I decided to grab whatever caught my eye and bring it home to draw in warmth.  The first thing that grabbed me were some pieces of wood from a disintegrating tree trunk-- the woodworm patterns looked like Morse code or early computer punch cards.  Then I found a branch without bark that had channels dug, again by woodworms, and they were definitely patterned. 

So I got onto the theme of the mystery of seeds and also patterns in nature and then onto the definitely humbling but certainly comforting idea that nature (or the universe or a god or intelligence-- the generator of all those patterns and processes) knows infinitely more than our little brains, even enhanced by computers, can ever possibly know.  And how good it is to watch a clunky little acorn send down a tail/rootlet at the precise time and in the perfect direction to bore into the soil before the ground freezes, with no sign of a stem-- just the root and a package of food, anchoring the baby plant to a patch of ground where it can wait out the winter, slowly creeping its root tip further and further in the direction of water.  And meanwhile the  shell is disintegrating as the food supply diminishes, going back to the ground and recycling itself with the help of the tannin that also gives it its bitter taste that wards off creatures that might eat the seed/little root/plant.  (I think the wind is affecting my mind--  But really, think about it!)

Tuesday, January 6, 2015

Mountain Viewing from Inside/Outside

I opened my eyes this morning and realized I could see a mountain without even stirring from my bed.  The trees are so thinned out now that views have opened up where they were only hinted at before.  At top left is what we can see when we look toward the west in the direction of sunset and moonset at around 7:00 in the morning.  The mountain face reflects the eastern light and stands out as a glow behind the evergreens.
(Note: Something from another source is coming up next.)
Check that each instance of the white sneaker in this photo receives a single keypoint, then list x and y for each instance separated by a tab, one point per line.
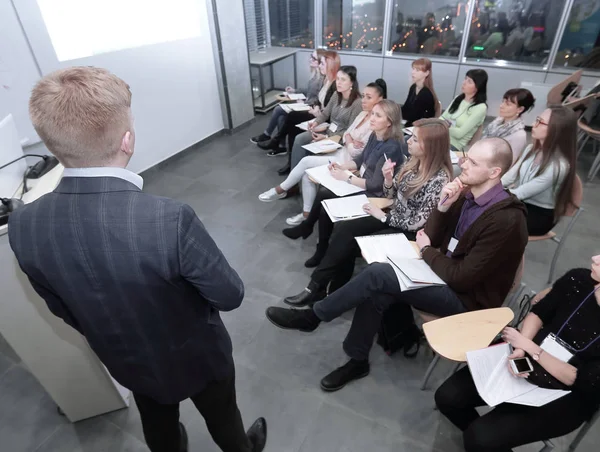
271	195
295	220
At bottom left is my old friend, Jones Mountain, the source of the fierce winds that howl down our street on nights like tonight.  This view is from our front door window at a little after sunset.  Since we live halfway up the mountain, it doesn't look like much more than a big hill, a nice feng shui cushion.  The label should say SOUTH, not north.  We live on the north face.

On the right at the top is the north view (not the south, as the label says), out our kitchen window, at sunset when the mountains to the north are reflecting the apricot glow from the sunset.  Below is my favorite, the east view, where the moon and the sun both rise.  Tonight's almost full moon floats up like a big fat balloon.  We can just barely see this view from my studio window.  For a better view we walk down to the fence in our backyard.
The mountain sunrise above was taken by Jacob last Wednesday morning at Beaver Lake in North Asheville.  See his blog to learn more about this photo and especially to see more of his work.

Monday, January 5, 2015

Abstracting Form

 Yesterday morning I sat down to do some line illustrations for a new web page, and I didn't get up for three straight hours. 
 These are really simple line illustrations meant to inform.  The hard thing is drawing the salient lines since lines don't actually exist in the real world.
Today I carved five little rubber eraser blocks from drawings I made last week of some of the frozen Charlottes.  Still not sure where if anywhere these are going, but I like what happens when the drawings are translated into a more abstract medium.  In a way these are related to the line illustrations because carving the prints is a matter of finding the salient-if-non-existent lines and shapes to communicate forms.  (I will probably redo these a few times until they feel right.  I like the little one on the left and the second from the right best right now.  What IS it about these little ruins?)